The Standard requires that your Quality Management System contain a documented (and maintained) purchasing process. This process should define how to evaluate suppliers and vendors based on their ability to deliver quality goods. It should also define how the organization establishes the purchasing criteria to be used when third-party products are going to be examined.

The goal of the purchasing process is to give your organization a consistent method for managing "buy" activities. The first part of the process is intended to help you deal with vendors who have the ability to meet your expectations and have proven this in the marketplace. This is important when purchasing. You are, in a very real way, giving up control of some commitments to your customer, placing them in someone else's hands. And so you want to take this step only with qualified vendors.
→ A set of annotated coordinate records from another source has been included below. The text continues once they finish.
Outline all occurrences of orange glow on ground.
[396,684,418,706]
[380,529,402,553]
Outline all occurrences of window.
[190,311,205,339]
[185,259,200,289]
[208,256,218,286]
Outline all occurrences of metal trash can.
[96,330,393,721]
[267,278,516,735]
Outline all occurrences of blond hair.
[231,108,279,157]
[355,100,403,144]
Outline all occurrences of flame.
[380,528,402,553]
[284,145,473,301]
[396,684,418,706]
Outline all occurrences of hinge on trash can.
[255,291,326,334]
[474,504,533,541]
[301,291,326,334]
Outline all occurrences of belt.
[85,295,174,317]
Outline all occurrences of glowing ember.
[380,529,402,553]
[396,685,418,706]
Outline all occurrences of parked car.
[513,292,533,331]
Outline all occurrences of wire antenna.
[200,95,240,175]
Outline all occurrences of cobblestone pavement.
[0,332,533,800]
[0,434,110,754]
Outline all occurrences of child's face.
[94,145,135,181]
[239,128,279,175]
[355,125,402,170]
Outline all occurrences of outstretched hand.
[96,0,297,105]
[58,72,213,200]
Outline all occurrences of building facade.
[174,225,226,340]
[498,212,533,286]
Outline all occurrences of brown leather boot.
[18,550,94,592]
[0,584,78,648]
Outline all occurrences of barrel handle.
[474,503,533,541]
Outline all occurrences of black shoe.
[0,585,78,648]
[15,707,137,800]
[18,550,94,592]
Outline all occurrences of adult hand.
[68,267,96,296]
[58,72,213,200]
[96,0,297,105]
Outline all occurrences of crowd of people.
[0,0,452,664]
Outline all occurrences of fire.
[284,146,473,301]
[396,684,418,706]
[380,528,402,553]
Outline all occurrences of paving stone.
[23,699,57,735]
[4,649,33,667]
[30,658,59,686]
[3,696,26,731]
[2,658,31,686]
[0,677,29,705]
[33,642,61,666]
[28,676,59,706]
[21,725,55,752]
Next, you want to establish the functional or performance criteria the purchased component must meet. This objectifies the purchasing process. Purchase decisions can often be made based on relationships, or on a perceived "wow factor" in a product. This leads to emotional choices that may not be best for the project in the long term. A better approach is for the organization or the project team to define what the component must do up front in order to meet specific customer requirements and then define some form of comparative checklist that can be applied to product options. This gives the team a sound base for evaluating purchasing choices. 7.4.2. Purchasing information

The evaluation criteria described in the previous section is fully developed here in purchasing information.

The Standard requires that the project team, in working through the purchasing process, describe the product to be purchased in line with customer requirements. This description usually includes the criteria to be used for confirming the product's goodness-of-fit and approving its acquisition. It should also include such considerations as required vendor experience, qualifications, and market stability. To avoid undue outside influence, this information should be prepared by the team in advance of establishing vendor contacts.
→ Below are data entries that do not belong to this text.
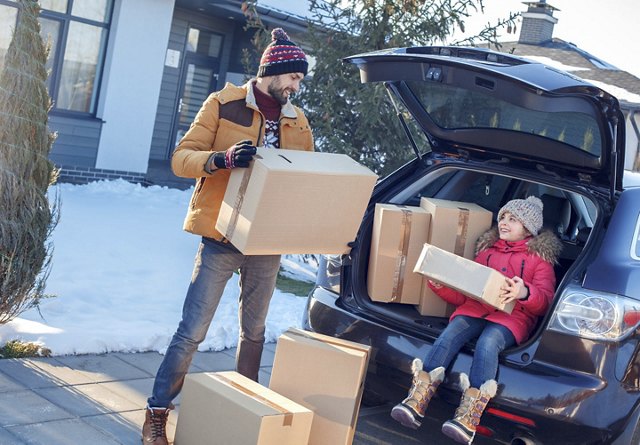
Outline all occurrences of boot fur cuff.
[460,372,471,392]
[411,358,423,374]
[429,366,444,382]
[480,380,498,398]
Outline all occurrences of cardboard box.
[416,197,493,317]
[415,244,515,314]
[175,371,313,445]
[420,197,493,260]
[269,328,370,445]
[216,148,378,255]
[367,204,431,304]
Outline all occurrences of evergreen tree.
[299,0,517,174]
[0,0,57,323]
[242,0,518,174]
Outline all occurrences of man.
[142,28,313,445]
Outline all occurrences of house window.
[0,0,113,115]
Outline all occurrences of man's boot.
[391,358,444,429]
[142,406,173,445]
[442,374,498,445]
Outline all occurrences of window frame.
[0,0,115,117]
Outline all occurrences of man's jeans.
[147,238,280,407]
[424,315,516,388]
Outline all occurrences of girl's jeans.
[424,315,516,388]
[147,238,280,407]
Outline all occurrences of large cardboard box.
[216,148,378,255]
[415,244,515,314]
[416,197,493,317]
[269,328,370,445]
[175,371,313,445]
[367,204,431,304]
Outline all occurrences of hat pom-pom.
[526,196,543,211]
[271,28,289,42]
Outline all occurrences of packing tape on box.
[213,374,293,426]
[391,206,413,302]
[285,329,369,355]
[224,163,255,240]
[453,207,469,257]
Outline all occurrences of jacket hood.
[476,226,562,264]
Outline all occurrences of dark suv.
[304,47,640,445]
This step in the purchasing process is key to the success of the process. This is the action that makes the method a "considered" one. By thinking out and documenting what it is exactly you need to purchase, you increase the likelihood that what you end up buying will be something that fits the needs of the project. It helps to remove (or at least lessen) the potential for impulse buying or for making a purchasing decision based on a relationship, not on the needs of your customer. 7.4.3. Verification of purchased product

The purchasing process also requires you to exercise due diligence for all purchases. The purpose here is to ensure that you are going to purchase components that will add value to the resulting product, that will take you closer to meeting customer requirements and performance expectations. And so the process includes steps for defining just what it is you need to purchase, what vendors are qualified to provide you with the goods, and what criteria you will use to make a purchasing decision. With all of this in place, you can proceed with the acquisition.

But before the deal is done, you need to take one final step: you need to verify that the purchased product does in fact meet those purchasing criteria.

So before you incorporate the componentbefore you integrate it with other componentsyou need to take a look at your criteria and inspect the product (what was actually delivered to you) against that. This verification process (you'll typically see this performed as an inspection or a series of acceptance tests) should be incorporated into the purchasing information (see Section 7.4.2). That way, the vendor will know what functional/performance features need to be met, as well as what acceptance process will be undertaken to bring the deal to a successful close.

Once this final step is completed, you can integrate the acquired component with your other elements.

5.8.5. 7.5. Production and Service Provision

Section 7.3 sets forth requirements for design and development activities. Section 7.5 rounds this out with requirements for production and service provisioning.

Section 7.5 complements Section 7.3. It adds to 7.3. Design and development contains a series of discrete activities: inputs, outputs, verification steps, and so on. Product and service provision provides a framework under which you can conduct the design and development activities.

This section is organized into five subsections:

Control of provision

Establishes requirements for ensuring that provisioning activities are carried out in a planned, monitored, and controlled manner.


Establishes requirements for ensuring that your verification activities are appropriate for the kinds of work products being created.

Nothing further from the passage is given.